Numerical computation for entropy generation in Darcy-Forchheimer transport of hybrid nanofluids with Cattaneo-Christov double-diffusion

Purpose The purpose of this study is to investigate the Cattaneo-Christov double diffusion, multiple slips and Darcy-Forchheimer's effects on entropy optimized and thermally radiative flow, thermal and mass transport of hybrid nanoliquids past stretched cylinder subject to viscous dissipation and Arrhenius activation energy. Design/methodology/approach The presented flow problem consists of the flow, heat and mass transportation of hybrid nanofluids. This model is featured with Casson fluid model and Darcy-Forchheimer model. Heat and mass transportations are represented with Cattaneo-Christov double diffusion and viscous dissipation models. Multiple slip (velocity, thermal and solutal) mechanisms are adopted. Arrhenius activation energy is considered. For graphical and numerical data, the bvp4c scheme in MATLAB computational tool along with the shooting method is used. Findings Amplifying curvature parameter upgrades the fluid velocity while that of porosity parameter and velocity slip parameter whittles down it. Growing mixed convection parameter, curvature parameter, Forchheimer number, thermally stratified parameter intensifies fluid temperature. The rise in curvature parameter and porosity parameter enhances the solutal field distribution. Surface viscous drag gets controlled with the rising of the Casson parameter which justifies the consideration of the Casson model.
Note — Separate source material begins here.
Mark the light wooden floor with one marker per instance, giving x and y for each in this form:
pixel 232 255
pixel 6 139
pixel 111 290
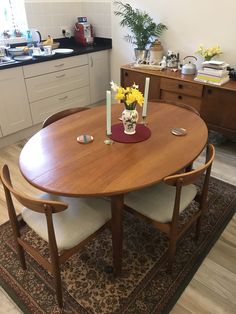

Entropy generation number and Bejan number upgrades due to growth in diffusion parameter while that enfeeble with a hike in temperature difference parameter. Originality/value To the best of the authors' knowledge, this research study is yet to be available in the existing literature.

Automated summary

This study investigates the effects of Cattaneo-Christov double diffusion, multiple slips, and Darcy-Forchheimer on entropy optimized and thermally radiative flow, thermal and mass transport of hybrid nanoliquids past a stretched cylinder. The research presents a model featuring the Casson fluid model and Darcy-Forchheimer model, and uses numerical methods to analyze the results, showing that curvature parameters affect fluid velocity, and other parameters have varying effects on temperature and solutal field distribution.